Question

Determine whether the statement is true or false, and explain why. For the limit of f(x) as x→a to exist, the limit from the left and the limit from the right must both exist and be the same. Choose the correct answer below.

A. This statement is true because it is part of the definition of the existence of a limit.
B. This statement is false because one of the limits could be infinity while the other is negative infinity, so while the one-sided limits exist, the two-sided limit does not exist.
C. This statement is false because the limit from the left and the limit from the right could both be infinity or both be negative infinity, so while the one-sided limits do not exist, the two-sided limit exists.
D. This statement is false because f(x) must also be defined at x=a.

Answer 1

The statement is true because it reflects the definition of a limit, which requires that the one-sided limits from both the left and the right approach the same value for the two-sided limit to exist.Option A is the correct answer.

Step-by-step explanation:

The statement, "For the limit of f(x) as x→a to exist, the limit from the left and the limit from the right must both exist and be the same," is true.

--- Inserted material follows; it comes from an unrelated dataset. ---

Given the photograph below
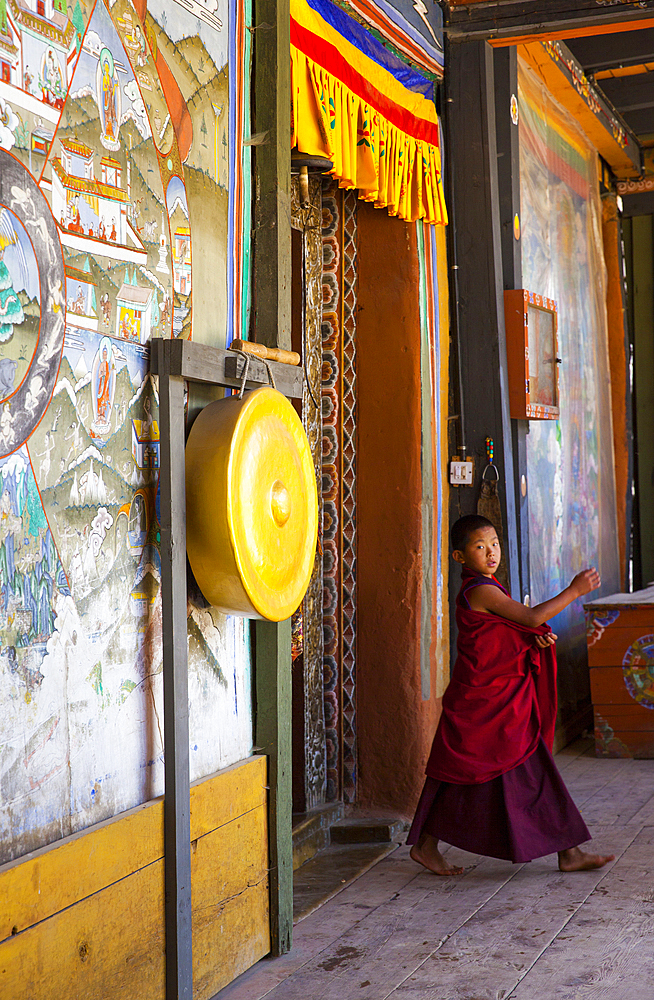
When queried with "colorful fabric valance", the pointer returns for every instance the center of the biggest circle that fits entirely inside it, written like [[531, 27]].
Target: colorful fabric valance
[[361, 107]]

This is indeed part of the definition of the existence of a limit in mathematics. For a two-sided limit to exist, the one-sided limits must approach the same value as x approaches a from both directions. If the left-hand limit and the right-hand limit are not equal, then the two-sided limit does not exist.

This is also true regardless of whether the function is defined at x=a; the existence of a limit solely depends on the behavior of the function as it approaches the point from either side, not on the actual value of the function at the point.